With the Sun and Saturn in harmony today, dear Sagittarius, it’s a great time to do something that helps strengthen your position. You might enjoy working behind the scenes, which can help you regroup and renew your spirit. You can learn something that fills in the missing puzzle pieces of a situation, and this improves your judgment all around. Getting time to yourself can be particularly helpful and grounding as you get in better touch with your needs. You prefer to work on worthwhile pursuits today as you’re looking for reliable results. You’re also in a good position to tie up loose ends, get closure, or resolve a long-term problem from your past, which can do wonders for your confidence and overall sense of well-being.

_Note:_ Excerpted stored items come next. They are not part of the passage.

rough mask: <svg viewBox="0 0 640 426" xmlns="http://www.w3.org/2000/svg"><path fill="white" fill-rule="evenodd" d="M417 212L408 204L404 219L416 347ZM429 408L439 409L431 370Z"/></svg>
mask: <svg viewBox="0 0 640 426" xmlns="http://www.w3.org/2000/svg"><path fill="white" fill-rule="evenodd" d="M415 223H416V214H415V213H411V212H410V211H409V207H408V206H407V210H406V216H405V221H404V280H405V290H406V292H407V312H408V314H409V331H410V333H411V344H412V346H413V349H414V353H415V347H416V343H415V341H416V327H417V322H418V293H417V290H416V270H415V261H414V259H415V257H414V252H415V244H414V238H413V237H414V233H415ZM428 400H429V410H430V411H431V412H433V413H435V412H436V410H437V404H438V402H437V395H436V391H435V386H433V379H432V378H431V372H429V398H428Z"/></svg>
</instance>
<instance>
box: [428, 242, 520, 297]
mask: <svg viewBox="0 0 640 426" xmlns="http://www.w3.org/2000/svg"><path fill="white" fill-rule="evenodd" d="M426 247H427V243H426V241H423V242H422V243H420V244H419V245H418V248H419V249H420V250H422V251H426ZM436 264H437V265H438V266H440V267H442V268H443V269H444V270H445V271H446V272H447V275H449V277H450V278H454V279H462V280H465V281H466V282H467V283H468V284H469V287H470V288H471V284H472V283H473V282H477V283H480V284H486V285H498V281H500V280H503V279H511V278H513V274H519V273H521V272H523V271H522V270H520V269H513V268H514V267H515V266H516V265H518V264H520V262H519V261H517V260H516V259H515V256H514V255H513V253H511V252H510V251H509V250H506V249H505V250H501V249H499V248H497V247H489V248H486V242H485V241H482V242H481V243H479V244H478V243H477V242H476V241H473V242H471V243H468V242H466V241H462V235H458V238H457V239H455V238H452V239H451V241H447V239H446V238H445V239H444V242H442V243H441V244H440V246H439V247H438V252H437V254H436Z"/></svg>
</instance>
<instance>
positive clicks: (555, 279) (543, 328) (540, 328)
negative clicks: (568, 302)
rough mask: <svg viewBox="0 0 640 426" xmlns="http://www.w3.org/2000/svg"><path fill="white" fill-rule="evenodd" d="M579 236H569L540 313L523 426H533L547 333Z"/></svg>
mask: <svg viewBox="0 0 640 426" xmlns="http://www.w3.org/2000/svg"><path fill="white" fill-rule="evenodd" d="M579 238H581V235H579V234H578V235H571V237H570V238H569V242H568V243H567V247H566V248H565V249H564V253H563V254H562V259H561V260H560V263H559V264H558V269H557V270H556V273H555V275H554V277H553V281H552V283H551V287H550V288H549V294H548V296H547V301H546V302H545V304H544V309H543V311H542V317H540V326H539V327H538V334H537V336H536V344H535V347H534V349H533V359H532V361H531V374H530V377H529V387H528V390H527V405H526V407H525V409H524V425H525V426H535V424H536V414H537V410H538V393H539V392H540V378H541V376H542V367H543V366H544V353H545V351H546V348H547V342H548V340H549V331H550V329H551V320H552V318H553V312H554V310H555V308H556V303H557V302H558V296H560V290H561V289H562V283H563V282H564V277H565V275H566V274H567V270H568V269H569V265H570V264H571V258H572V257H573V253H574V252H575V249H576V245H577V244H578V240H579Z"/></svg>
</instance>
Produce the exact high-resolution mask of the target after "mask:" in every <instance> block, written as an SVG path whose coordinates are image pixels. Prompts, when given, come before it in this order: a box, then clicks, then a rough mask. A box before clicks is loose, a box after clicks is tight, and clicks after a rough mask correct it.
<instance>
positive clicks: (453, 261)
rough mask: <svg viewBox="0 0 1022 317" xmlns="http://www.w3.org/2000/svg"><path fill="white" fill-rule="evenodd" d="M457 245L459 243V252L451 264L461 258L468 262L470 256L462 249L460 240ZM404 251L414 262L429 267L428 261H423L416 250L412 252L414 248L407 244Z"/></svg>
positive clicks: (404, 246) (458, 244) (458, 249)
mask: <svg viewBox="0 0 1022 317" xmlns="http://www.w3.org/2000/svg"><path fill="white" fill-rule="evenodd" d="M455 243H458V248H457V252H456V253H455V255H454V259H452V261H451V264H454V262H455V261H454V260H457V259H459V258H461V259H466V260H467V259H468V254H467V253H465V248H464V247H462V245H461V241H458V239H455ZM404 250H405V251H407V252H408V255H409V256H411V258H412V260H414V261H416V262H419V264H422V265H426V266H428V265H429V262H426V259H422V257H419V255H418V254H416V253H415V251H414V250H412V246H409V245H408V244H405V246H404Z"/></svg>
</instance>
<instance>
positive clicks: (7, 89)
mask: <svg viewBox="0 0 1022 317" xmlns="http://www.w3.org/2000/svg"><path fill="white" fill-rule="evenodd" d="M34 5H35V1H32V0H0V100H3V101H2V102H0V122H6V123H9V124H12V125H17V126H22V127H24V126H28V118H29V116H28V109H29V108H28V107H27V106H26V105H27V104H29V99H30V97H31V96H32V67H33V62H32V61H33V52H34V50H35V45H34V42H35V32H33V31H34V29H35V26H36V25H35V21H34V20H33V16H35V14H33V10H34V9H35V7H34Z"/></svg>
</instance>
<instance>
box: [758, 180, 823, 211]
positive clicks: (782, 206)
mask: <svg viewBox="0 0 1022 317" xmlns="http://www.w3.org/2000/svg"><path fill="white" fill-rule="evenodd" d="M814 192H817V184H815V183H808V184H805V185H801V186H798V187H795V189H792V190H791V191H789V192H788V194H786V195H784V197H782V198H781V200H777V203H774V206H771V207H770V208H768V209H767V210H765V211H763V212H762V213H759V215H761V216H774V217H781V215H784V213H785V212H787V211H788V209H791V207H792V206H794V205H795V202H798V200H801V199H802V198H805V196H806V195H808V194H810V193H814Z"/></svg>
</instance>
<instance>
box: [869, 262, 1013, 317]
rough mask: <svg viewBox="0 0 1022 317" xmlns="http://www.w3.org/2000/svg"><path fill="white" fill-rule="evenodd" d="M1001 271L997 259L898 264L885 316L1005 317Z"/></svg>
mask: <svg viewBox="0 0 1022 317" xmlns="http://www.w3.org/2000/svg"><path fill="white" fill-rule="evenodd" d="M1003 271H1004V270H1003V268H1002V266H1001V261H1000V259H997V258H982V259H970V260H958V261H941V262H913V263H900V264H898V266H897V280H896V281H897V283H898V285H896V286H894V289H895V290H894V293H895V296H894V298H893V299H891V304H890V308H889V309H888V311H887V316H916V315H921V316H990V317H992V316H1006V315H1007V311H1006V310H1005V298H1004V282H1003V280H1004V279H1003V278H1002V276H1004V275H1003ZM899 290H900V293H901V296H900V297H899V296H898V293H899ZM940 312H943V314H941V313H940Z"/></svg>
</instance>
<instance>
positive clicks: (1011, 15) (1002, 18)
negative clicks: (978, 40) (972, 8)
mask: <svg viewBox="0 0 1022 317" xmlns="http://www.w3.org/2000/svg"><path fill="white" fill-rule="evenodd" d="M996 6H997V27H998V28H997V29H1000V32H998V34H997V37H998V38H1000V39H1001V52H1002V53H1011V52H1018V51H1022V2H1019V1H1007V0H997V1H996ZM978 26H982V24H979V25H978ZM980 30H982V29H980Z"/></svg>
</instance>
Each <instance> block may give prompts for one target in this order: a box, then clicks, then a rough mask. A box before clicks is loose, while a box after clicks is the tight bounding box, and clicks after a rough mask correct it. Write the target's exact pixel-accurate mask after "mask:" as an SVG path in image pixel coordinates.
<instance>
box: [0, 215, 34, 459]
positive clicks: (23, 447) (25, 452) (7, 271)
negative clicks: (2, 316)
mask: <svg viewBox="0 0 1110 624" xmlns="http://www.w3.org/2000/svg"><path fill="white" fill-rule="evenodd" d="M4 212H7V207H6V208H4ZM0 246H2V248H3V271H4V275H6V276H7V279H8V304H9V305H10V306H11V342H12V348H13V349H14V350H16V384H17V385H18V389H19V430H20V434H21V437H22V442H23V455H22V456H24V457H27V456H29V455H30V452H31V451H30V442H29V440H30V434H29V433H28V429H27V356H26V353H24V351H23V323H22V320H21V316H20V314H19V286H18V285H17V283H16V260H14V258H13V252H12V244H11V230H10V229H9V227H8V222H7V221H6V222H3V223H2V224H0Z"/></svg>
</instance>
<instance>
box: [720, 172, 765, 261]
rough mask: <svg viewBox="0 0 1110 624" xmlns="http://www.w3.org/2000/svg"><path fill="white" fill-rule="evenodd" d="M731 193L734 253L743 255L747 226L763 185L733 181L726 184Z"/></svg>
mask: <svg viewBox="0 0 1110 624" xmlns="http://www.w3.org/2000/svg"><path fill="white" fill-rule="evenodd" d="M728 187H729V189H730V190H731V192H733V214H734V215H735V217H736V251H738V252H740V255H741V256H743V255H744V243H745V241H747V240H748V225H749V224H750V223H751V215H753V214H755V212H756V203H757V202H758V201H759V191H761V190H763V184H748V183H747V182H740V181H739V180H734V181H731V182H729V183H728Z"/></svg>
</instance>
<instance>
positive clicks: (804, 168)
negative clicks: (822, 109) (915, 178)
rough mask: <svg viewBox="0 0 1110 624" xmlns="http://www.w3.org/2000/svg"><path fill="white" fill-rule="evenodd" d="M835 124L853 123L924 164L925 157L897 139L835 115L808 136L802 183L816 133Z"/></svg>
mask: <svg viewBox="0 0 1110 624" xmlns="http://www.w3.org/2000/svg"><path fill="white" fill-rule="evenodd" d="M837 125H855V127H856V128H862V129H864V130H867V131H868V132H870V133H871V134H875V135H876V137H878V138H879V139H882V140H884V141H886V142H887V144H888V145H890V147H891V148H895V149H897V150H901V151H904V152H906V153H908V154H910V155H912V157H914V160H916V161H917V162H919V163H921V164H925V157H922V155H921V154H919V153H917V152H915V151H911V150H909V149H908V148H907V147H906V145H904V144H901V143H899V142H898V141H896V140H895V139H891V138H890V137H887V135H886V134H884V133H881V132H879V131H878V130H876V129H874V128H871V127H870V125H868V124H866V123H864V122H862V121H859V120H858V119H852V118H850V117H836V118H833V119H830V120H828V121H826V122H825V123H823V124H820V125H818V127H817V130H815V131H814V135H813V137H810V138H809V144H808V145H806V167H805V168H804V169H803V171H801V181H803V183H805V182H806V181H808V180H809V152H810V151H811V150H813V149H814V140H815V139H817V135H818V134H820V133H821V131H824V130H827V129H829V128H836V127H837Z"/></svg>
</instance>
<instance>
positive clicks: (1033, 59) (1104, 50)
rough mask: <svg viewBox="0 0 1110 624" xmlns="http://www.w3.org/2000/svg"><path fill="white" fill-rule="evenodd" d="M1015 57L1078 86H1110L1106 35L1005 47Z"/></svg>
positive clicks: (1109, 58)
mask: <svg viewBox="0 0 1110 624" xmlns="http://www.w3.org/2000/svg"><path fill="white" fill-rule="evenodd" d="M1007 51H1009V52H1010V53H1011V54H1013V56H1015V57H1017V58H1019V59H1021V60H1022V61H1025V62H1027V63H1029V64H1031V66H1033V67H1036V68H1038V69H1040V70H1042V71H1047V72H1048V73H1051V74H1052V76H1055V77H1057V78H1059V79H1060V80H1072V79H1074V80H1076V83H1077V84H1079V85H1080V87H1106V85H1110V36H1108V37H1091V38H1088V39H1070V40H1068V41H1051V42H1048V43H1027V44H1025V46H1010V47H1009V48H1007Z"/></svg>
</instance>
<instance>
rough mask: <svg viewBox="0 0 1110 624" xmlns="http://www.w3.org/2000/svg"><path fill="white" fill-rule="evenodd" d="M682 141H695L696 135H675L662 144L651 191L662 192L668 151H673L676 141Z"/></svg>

Your focus on your social and humanitarian or personal happiness goals is a little more serious or earnest than usual today, dear Capricorn, as the Sun harmonizes with Saturn in your sign. You see the value of slowing down and employing some caution right now, or of getting all the details right before pushing forward. It’s a good day for considering your longer-term plans and taking steps to secure or strengthen them. Friends or group connections can be supportive, and the practical side of your relationships is highlighted. Working solidly towards a personal happiness or group goal can be fruitful and fulfilling. This aspect particularly favors efforts to stabilize, strengthen, commit, build, and maintain. It also benefits your clout with others.


The Moon spends the day in a fellow Air sign, dear Aquarius, which is supportive and reinforcing, and the Sun harmonizes with your co-ruler, Saturn, which has a steadying effect. Others appreciate and value your common sense. It’s a good time for taking steps towards meeting your goals or strengthening your position. Business endeavors are in especially good favor, and work that you did in the past or behind the scenes can come in handy now. This is a time for applying your inner wisdom and experience to your work and feeling particularly proud of yourself and your accomplishments. The key to moving ahead seems to be taking care of old business or tying up loose ends.


While the Sun is now transiting an outgoing and adventurous sector of your solar chart, dear Pisces, its connection with serious Saturn today suggests you’re ready to put the extra effort into gaining new experience and feeding your spirit. You might find the motivation to work on a project that means something to you or to take care of practical affairs that strengthen or improve your life in small but measurable ways. You are thinking about what’s best for you in the long term, not just today or this week, and this can benefit you greatly. You have the enthusiasm to get going on your plans and initiatives, but it’s your patience now that makes all the difference. This is a day for taking action that benefits you and your future self!